TAIPEI (TVBS News) — Taiwan Semiconductor Manufacturing Company (TSMC, 台積電), the world's leading chipmaker, saw its shares plummet to NT$848 (about US$25.54) on Monday (April 7), fueling a steep 686.82-point decline in Taiwan's benchmark stock index. The semiconductor giant faced relentless selling pressure with over 110,000 shares queued for sale as panicked investors rushed for the exits. The dramatic sell-off slashed the company's market capitalization to NT$21.99 trillion (approximately US$662.35 billion), delivering a significant blow to Taiwan's technology-dominated market.

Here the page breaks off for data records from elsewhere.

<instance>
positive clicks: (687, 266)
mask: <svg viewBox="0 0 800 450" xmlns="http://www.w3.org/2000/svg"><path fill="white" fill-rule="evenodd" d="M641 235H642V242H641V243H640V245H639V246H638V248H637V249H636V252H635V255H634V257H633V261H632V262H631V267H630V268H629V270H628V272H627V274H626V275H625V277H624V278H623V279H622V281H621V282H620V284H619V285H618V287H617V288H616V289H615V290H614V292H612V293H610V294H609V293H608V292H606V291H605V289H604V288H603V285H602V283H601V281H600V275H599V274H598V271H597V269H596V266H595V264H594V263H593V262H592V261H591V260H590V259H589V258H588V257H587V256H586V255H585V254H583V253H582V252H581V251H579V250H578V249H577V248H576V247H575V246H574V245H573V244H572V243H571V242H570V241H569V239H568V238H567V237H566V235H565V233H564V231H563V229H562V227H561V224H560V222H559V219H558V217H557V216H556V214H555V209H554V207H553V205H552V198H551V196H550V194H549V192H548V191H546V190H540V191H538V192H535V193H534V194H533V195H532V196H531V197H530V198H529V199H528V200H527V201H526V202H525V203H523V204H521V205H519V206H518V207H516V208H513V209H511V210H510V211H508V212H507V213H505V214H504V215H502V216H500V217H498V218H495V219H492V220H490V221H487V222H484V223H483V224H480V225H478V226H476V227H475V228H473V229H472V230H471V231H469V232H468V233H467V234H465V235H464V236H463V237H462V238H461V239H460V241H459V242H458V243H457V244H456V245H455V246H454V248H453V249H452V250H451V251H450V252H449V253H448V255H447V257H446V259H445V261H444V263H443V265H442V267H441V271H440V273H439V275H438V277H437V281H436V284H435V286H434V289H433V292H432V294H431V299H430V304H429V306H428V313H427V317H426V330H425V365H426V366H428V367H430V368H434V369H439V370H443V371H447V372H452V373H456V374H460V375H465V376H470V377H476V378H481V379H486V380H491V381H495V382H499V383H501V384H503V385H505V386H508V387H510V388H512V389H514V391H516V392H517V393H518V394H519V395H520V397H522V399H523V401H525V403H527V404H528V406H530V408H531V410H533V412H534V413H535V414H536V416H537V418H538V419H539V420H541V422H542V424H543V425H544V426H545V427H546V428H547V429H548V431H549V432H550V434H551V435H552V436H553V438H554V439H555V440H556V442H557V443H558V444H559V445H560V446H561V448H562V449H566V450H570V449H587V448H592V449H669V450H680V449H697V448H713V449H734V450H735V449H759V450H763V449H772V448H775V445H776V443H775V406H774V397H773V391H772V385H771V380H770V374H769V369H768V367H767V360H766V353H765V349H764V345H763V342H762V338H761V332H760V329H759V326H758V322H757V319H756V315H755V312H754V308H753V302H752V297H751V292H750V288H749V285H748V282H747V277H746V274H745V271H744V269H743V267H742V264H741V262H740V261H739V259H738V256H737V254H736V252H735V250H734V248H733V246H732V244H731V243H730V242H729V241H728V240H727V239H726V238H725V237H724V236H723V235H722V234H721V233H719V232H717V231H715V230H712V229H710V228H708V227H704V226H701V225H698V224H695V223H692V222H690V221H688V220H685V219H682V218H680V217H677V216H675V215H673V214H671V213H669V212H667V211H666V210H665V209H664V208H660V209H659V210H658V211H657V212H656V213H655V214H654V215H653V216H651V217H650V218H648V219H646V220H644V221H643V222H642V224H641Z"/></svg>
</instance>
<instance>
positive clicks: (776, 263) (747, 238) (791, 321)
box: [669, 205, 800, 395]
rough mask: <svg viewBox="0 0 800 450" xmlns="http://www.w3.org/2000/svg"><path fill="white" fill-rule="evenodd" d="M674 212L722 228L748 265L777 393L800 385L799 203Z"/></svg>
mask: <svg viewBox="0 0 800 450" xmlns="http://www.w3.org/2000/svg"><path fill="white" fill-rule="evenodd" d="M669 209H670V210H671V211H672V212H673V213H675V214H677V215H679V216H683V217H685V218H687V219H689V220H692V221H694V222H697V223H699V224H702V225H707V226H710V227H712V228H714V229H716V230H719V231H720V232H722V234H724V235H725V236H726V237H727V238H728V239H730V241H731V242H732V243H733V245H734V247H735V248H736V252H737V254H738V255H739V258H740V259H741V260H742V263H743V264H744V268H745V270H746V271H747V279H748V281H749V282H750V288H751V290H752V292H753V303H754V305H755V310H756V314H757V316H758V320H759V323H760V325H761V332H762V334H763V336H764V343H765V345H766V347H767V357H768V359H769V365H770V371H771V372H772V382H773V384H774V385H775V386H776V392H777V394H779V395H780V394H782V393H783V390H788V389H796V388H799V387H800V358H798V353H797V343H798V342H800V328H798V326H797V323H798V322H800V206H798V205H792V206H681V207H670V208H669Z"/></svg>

The market turmoil erupted in the wake of U.S. President Donald Trump's sweeping announcement of global tariffs, which sent shockwaves through international markets despite a temporary exemption for semiconductor products. TSMC faced particularly intense selling pressure as the Taiwanese stock market reopened following the four-day Tomb-Sweeping Day holiday, with investors responding to accumulated global market anxieties. This marks TSMC's second significant downturn since last August, with market analysts estimating that stabilizing the current selling pressure would require an injection of capital exceeding NT$100 billion (approximately US$3.01 billion) to restore investor confidence.
President Trump, addressing reporters aboard Air Force One on Sunday U.S. local time, insisted that the global market downturn was not his intended outcome, instead framing the economic turbulence as necessary short-term pain. "I don't want anything to go down. But sometimes you have to take medicine to fix something," he said, comparing the market reaction to a therapeutic intervention. Meanwhile, U.S. Commerce Secretary Howard Lutnick heightened industry anxieties by outlining plans to relocate semiconductor manufacturing from Taiwan to American soil, while ominously suggesting the possibility of future tariffs specifically targeting semiconductors—a move that has intensified tensions throughout the global technology supply chain.
The semiconductor sector's vulnerability became starkly apparent last Friday when the Philadelphia Semiconductor Index plunged 7.6%, while TSMC's American Depositary Receipts (ADR) tumbled 6.7% on U.S. exchanges. These sharp single-day losses contributed to devastating weekly declines exceeding 16% for the semiconductor index and 11% for TSMC's ADRs. Adding to the uncertainty, industry rumors have intensified regarding a potential joint venture between TSMC and Intel to establish a new wafer fabrication facility on American soil. When questioned about these reports, TSMC carefully reaffirmed its commitment to Intel as a key client while conspicuously avoiding any direct comment on the joint venture speculation.